新専利法により、意匠の国内優先権が認められるようになり、出願人は、設計の初歩的な構想がある時点で、中国意匠出願を提出し、その後、6か月以内に微調整がある場合や複数の類似設計がある場合、国内優先権を利用して適時に保護範囲を補足することができる。

三、意匠の保護期間を15年まで延長

新専利法によると、意匠専利権は保護期間が15年であり、出願日から起算するものとする。これは非常に重大な変化であり、2021年6月1日以降に提出する全ての中国出願に適用される。初めて外国で提出される意匠出願については、最初の出願の優先権の期限が切れていない場合、2021年6月1日以降に中国で提出することを提案する。初めて国内で提出される意匠出願の場合、経過措置はまだ明確にされていないが、原則的には、6か月を超えていない限り、国内優先権に関する新しい規定を利用して改めて意匠出願を提出すれば、15年間の保護を受けることが可能になる。何しろ、15年間と10年間の保護期間は、差が大きいものである。

以上の内容の他、発明、実用新案及び意匠に関するいくつかの共通の変化も、出願人の意匠出願戦略に影響を与える。

四、新規性を喪失しない例外

専利法第24条には、新規性を喪失しない公開のパターンが1つ新設された。
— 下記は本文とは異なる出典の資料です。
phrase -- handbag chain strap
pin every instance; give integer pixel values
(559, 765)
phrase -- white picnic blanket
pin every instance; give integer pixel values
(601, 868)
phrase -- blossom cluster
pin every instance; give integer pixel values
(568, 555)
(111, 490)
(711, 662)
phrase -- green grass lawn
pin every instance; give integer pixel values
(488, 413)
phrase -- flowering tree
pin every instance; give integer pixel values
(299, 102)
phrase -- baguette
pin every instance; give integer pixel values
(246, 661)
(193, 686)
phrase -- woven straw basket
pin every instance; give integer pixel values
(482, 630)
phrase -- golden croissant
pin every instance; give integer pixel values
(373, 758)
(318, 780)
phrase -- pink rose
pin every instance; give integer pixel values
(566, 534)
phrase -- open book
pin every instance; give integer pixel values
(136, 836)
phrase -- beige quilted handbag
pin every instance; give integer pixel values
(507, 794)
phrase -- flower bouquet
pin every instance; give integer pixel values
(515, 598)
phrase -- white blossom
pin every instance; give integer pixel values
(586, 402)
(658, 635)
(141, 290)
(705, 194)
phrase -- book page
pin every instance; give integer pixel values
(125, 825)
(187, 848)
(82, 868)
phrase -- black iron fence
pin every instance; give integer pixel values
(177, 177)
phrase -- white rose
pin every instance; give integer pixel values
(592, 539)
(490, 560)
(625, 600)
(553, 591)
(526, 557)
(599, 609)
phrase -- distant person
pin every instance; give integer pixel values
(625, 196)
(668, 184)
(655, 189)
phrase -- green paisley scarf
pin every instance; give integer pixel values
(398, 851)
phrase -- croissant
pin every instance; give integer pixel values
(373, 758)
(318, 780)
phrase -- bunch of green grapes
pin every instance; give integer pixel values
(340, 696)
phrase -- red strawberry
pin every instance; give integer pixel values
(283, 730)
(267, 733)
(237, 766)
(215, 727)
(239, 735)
即ち、国が緊急状態または非常事態になった際、公共の利益の目的のため初めて公開された場合、新規性を喪失しないとする。この場合、出願人は、関連する証拠を提出することにより、自分の新しい設計が出願前の公開によって新規性が喪失されるのを回避することができる。

五、開放許諾制度

専利の商業化と運用を促進し、取引コストを低減し、商業化の効率を高めるために、新専利法には、開放許諾制度が導入された。
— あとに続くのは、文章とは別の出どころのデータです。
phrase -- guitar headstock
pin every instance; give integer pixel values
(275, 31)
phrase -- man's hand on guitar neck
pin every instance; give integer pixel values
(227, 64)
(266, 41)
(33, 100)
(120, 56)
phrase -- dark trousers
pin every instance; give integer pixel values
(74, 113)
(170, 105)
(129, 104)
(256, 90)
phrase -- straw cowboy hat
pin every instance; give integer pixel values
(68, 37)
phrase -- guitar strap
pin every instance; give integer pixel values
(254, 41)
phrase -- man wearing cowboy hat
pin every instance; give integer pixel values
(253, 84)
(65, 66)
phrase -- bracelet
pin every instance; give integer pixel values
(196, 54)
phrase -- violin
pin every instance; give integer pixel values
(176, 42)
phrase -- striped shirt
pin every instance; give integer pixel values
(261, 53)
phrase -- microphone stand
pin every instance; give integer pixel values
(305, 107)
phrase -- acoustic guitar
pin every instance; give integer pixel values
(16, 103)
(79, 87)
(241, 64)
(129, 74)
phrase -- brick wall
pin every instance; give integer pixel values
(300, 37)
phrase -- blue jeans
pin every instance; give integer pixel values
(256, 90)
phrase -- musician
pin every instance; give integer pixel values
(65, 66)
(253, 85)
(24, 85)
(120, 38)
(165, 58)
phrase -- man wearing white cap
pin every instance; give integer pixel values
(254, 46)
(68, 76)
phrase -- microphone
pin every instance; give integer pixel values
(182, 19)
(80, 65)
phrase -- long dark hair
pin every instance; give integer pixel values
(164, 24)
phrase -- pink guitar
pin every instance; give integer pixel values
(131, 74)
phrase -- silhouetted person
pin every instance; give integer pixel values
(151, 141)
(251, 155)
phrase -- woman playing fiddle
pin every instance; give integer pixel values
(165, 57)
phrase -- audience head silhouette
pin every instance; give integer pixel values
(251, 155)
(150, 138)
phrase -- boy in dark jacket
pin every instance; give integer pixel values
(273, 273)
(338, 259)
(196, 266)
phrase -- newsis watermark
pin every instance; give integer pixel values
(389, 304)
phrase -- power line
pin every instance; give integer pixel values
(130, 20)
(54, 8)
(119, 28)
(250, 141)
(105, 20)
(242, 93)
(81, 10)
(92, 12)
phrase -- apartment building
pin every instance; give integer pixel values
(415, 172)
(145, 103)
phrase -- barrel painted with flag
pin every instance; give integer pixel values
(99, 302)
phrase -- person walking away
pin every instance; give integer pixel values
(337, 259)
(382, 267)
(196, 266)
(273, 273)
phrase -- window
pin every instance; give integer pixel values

第50条:「専利権者は、書面にて国務院専利行政部門に如何なる団体又は個人にもその専利の実施を許諾する意思があると声明し、許諾実施料の支払方式、基準を明確にした場合、国務院専利行政部門はそれを公告し、開放許諾とする。実用新案、意匠について開放許諾声明を出す場合、専利権評価報告書を提供しなければならない。…」

第51条:「…開放許諾を実行する専利権者は被許諾者と許諾実施料について協議した後で通常実施権を与えることができるが、当該専利権について独占・排他的な実施権を与えてはならない。」

開放許諾制度は、専利の商業化と実施を促進するための重要な法的制度の一つである。政府の公共サービスを通じて専利技術の需給双方の情報の非対称的な課題を解決し、専利権者が社会に対して専利権を開放するよう奨励し、需給のマッチングと専利実施を促進し、専利の価値を真に実現することを目指している。

六、被疑侵害者でも専利権評価報告書を提示可能

新専利法第66条によると、専利権者、利害関係人だけではなく、被疑侵害者も自発的に専利権評価報告書を提示することができる。これは、被疑侵害者に主導権を与え、特に被疑侵害者が専利の安定性を潰す先行意匠を発見した場合に非常に有利である。

七、損害賠償と立証責任

新専利法において、懲罰的損害賠償制度が新設され、即ち、故意に専利権を侵害し、情況が深刻である場合、人民法院は、権利者が被った損失、権利侵害者が獲得した利益、又は専利の許諾実施料の倍数に基づき算出した金額の1~5倍以内に、賠償金額を確定することができる。同時に、法定賠償金額を高め、法定賠償金額の上限を500万元に、下限を3万元に引き上げた。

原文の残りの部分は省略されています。